A wooden lectern carved by indigenous artists shortly after the arrival of Columbus has returned to Cuba after almost 80 years in the Vatican’s Missionary Ethnological Museum.
Eusebio Leal Spengler, the official historian of the city of Havana, appealed to the director of the Vatican Museums for the loan. Perhaps because Pope Benedict XVI will be visiting Cuba at the end of March, no less an august personage than the Vatican Secretary of State Cardinal Tarcisio Bertone authorized the loan, noting that it was done “as a great exception.” The unique artifact went on display in the Museum of the City of Havana on February 5th and will remain there the entire year.
According to family tradition, the shell-shaped lectern first belonged to Friar Bartolomé de Las Heras who traveled to the New World on Columbus’ second voyage (1493 – 1496) and then settled in Cuba to convert the savages. It remained in the Las Heras family in Cuba for hundreds of years until it was given to a justice of the Cuban Supreme Court, who gave it to Doña Anna Moulin y Sabon de Morel, who gave it to her son the priest.
In 1935, its owner Father Pierre-Baptiste Morel donated it to the Pope. He included a write-up of the long record of ownership, which is why we know of the piece’s reputed connection to Las Heras. Grain of salt, of course. Family legends can make one hell of a game of telephone. The age of the artifact is not in dispute, however, and both the materials used — fish bones, tortoiseshell, the wood — and the carving style confirm that it was made by indigenous people.
Archaeological evidence indicates that even before 1510, certain indigenous Taino groups had fled from La Española and taken refuge in easternmost Cuba, so it is highly probable that the area of Santiago de Cuba was where Columbus’ lectern was made. It is the oldest example of New World indigenous Christian art and illustrates the process of bilateral exchange and intercultural contact.
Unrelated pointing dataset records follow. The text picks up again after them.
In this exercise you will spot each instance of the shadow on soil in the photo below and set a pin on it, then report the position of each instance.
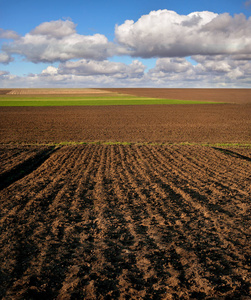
(25, 168)
(233, 154)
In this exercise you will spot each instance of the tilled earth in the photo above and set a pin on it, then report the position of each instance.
(125, 222)
(217, 123)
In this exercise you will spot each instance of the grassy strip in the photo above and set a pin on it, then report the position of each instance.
(90, 101)
(226, 145)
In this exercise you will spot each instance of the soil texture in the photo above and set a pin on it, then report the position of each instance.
(126, 222)
(206, 123)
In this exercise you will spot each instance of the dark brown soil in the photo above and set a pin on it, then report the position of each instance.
(240, 96)
(128, 222)
(229, 123)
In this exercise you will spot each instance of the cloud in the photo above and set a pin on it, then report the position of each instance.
(8, 34)
(58, 41)
(5, 58)
(165, 33)
(3, 73)
(210, 71)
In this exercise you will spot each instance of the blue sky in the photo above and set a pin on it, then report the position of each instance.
(141, 52)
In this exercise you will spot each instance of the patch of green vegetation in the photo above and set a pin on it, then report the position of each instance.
(28, 100)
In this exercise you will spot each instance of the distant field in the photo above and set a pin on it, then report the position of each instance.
(86, 100)
(125, 201)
The lectern, carved by indigenous artists from local materials, is a vivid expression of this process: in Christian iconography, shells are associated with resurrection and eternal life; for indigenous peoples they had great symbolic value, due to being linked to cults around water and fertility.
It certainly looks like something Venus might have been birthed on. It’s interesting to see the entirely unwitting connection between Greek polytheistic iconography and native Caribbean.
Unlike his first time at bat, Columbus’ second voyage had a specific brief of converting the indigenous peoples to Christianity. There are no priests listed on the passenger manifests of the Nina, the Pinta and the Santa Maria, but the second time he came back with 17 ships and 1200 people, among them a number of priests and Franciscan friars. The first mass in the Americas was held in a temporary church built on the island of Hispaniola on January 6, 1494, Friar Bernal Buil presiding.
Also on that second voyage was Pedro de las Casas, a wealthy merchant whose son, Bartolomé de las Casas, would in 1510 become the first priest ordained in the Americas. A landowner and slave holder who actively participated in slave-taking raids, Bartolomé saw so much brutality in the conquest of Cuba in 1513 that despite his own involvement, the next year while contemplating Ecclesiasticus 34:18-22 for a sermon, he had an epiphany and realized that the Spanish treatment of indigenous peoples was naught but cruelest injustice.
He spent the rest of his life an advocate for indigenous rights. He sent his 1542 book, A Brief Account of the Destruction of the Indies, to Prince Philip II of Spain. It was hugely influential. Later that year King Charles V passed the “New Laws of the Indies for the Good Treatment and Preservation of the Indians,” which abolished native slavery in the Americas.